Chateaux Styles And Designs

January 3, 2014 in Blog, Chateau News by

 Chateaux Styles

Architecture has always been of great importance in France. As a country, they have longed been famed for the stylish abodes of their rulers and aristocracy. In the modern era, the French countryside is still scattered with innumerable examples of stunning chateaux, in styles ranging from Gothic to Neoclassical. If you are looking to purchase a luxury chateau, chances are you have a clear image in your mind of your perfect property. The search for your dream chateau can be a long one, with so many properties available, in so many styles, settings, and states of repair. A great starting point when approaching an agent to source your chateau is to know a thing or two about the style of architecture that you are most attracted to. Below, you will find a list of the main characteristics of each major architectural style to help you pin down just what you are looking for.

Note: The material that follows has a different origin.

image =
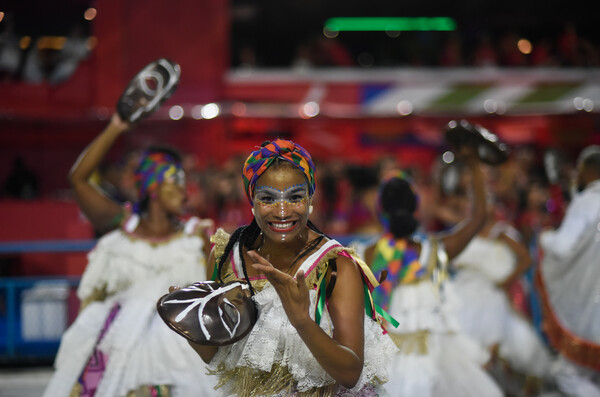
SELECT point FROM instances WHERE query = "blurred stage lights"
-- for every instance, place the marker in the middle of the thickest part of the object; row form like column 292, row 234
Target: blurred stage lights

The first chateaux, built-in the Middle Ages, were heavily fortified castles. Surrounded by large walls, they were usually built on promontories above settlements and villages. Basically symbols of strength and feudal authority, examples include Mon St Michel, Avignon, Chinon and Carcassone. Many are now in a state of disrepair or owned by the state and maintained as historical attractions. Châteaufort style properties usually require a lot of maintenance and a hefty budget to own.


Gothic style chateaux are distinguished by their arched windows and doors, as well as tall elegant spires. Inspired by the architecture of medieval churches and castles, they are typically very ornate and lacking symmetry. Gothic architecture developed along with the Romanticism movement, to which freedom of expression was integral. The designs tend to incorporate nature and these stunning buildings have provided inspiration for great plays, poems and novels.


The Renaissance period ran from the middle of the 15th century up until the early 17th Century, and it spread across different regions in Europe. The word renaissance means rebirth – and the movement was a conscious revival of Greek and Roman culture and ideals. Renaissance chateaux often feature domes, columns, and facades – their design incorporating a great deal of symmetry and geometry.


A prime example of Baroque architecture is Palace of Versailles commissioned by Louis XIV. The design was inspired by the residence of his finance minister. Baroque styles incorporate dynamism – a sense of motion. Sweeping curves and richly sculpted surfaces abound. Most Baroque designs feature complexity and decoration.


From the French words rocaille and coquille, meaning rock and pebble, Rococo is a term used for a style similar to Baroque, but using light pastel colours and smooth designs. Typically these chateaux are more gentle and playful than those of the weighty Baroque style.


Neoclassical designs share some features with those of the Renaissance period, but a greater familiarity with Roman ruins saw the development of the distinctive Temple style. Properties in this style are most obviously distinguished by the architect’s use of peristyle or colonnades.